A cowboy walks across the wooden floor of a saloon. All you can hear is the jingle-jangle of his spurs as his boots hit the ground with each step, kicking up a small puff of dust. Ka-ching. Ka-ching.
When most of us think of spurs, that is what comes to mind. We turn our thoughts back to those western movies featuring cowboys wearing elaborate, shiny spurs on the heels of their boots. Those of us who have known working cowboys may not share that vision. We might think more in terms of a simple piece of equipment. Bent metal, leather straps–nothing exciting, carefully engraved or shiny.
There is another type of spur out there. Bull riding spurs are required equipment for those daredevils willing to risk life and limb for an eight-second ride on the back of a mean, massive creature who does not want anyone on his back. Bull riding spurs do not really share that much in common with other spurs, though. They have a different appearance and a different function.
Bull riding spurs really are different from the ornamental spurs of dandy movie cowboys and they are a radical departure from other traditional spurs. Understanding why they are different requires a sense of how and why they are used.
Riders do not use these spurs to goad the bull into intensifying the action. They are not digging their spurs into the bull’s side to create a more violent, exciting ride at all. In fact, it is against the rules to cut a bull with your spurs. These spurs are not on a rider’s boots to inflict pain.

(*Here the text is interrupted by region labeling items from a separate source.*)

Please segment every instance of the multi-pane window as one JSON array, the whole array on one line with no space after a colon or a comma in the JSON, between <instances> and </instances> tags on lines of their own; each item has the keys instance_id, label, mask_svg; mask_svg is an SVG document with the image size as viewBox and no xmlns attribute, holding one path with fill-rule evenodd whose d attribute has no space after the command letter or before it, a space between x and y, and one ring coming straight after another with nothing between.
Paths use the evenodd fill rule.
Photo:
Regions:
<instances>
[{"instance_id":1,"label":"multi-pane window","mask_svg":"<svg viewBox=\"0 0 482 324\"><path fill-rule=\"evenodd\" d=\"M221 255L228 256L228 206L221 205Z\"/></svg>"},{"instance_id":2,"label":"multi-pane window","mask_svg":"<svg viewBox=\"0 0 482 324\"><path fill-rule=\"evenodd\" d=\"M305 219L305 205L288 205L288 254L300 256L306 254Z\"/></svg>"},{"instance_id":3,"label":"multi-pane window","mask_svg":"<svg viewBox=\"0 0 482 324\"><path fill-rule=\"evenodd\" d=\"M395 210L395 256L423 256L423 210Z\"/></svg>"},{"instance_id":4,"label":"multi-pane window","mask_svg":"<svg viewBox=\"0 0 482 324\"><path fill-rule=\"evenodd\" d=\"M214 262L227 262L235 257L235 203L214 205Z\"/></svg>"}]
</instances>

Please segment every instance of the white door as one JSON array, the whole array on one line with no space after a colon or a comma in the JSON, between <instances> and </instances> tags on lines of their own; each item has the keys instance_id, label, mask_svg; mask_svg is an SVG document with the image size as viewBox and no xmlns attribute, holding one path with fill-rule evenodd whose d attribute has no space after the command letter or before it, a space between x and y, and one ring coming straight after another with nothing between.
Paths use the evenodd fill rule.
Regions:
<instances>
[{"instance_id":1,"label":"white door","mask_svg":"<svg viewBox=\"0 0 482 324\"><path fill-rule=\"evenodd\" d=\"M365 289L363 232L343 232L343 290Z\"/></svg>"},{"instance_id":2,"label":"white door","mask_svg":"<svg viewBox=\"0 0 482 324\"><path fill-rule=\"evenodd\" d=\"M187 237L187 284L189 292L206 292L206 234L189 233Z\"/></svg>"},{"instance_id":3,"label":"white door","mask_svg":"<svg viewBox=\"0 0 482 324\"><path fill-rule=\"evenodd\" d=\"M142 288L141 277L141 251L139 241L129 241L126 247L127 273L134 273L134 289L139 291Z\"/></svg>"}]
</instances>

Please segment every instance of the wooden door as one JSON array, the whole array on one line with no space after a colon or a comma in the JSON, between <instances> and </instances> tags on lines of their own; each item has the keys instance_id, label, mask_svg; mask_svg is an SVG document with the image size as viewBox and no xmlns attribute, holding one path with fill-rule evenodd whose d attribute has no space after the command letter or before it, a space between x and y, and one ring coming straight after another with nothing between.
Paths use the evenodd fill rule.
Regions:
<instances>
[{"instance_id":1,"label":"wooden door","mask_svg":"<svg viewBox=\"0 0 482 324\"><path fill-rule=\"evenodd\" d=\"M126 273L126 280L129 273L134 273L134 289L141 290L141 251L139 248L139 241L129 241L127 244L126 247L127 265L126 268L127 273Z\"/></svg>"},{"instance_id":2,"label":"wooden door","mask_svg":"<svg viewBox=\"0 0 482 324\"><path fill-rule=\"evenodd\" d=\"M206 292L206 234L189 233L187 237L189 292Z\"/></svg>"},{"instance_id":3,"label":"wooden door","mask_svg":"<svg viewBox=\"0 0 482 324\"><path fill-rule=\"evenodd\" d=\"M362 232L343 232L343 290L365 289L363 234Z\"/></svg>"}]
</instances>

Instead, riders use these spurs to help them stay on the bull. Riders will attempt to balance and center themselves by getting a good grip on the bull with their legs. They use the bull riding spurs to accomplish this. The legs are a key part of successful riding and the most accomplished bull riders do a wonderful job of managing their ride with their legs–and their spurs.
Bull riding spurs are subject to a number of limitations and regulations in the professional bull riding world. They cannot be too long. They cannot be sharp. Their wheels must freely spin. Again, you are not going to see those shiny silver spurs from the movies at the next PBR event. Instead, you will notice short little spurs, often in matte finishes strapped to the riders’ boots at their spur lines.
It can be easy to overlook those stubby little bull riding spurs, but they are an important part of the rider’s gear. They make surviving those eight seconds a little more safe and manageable.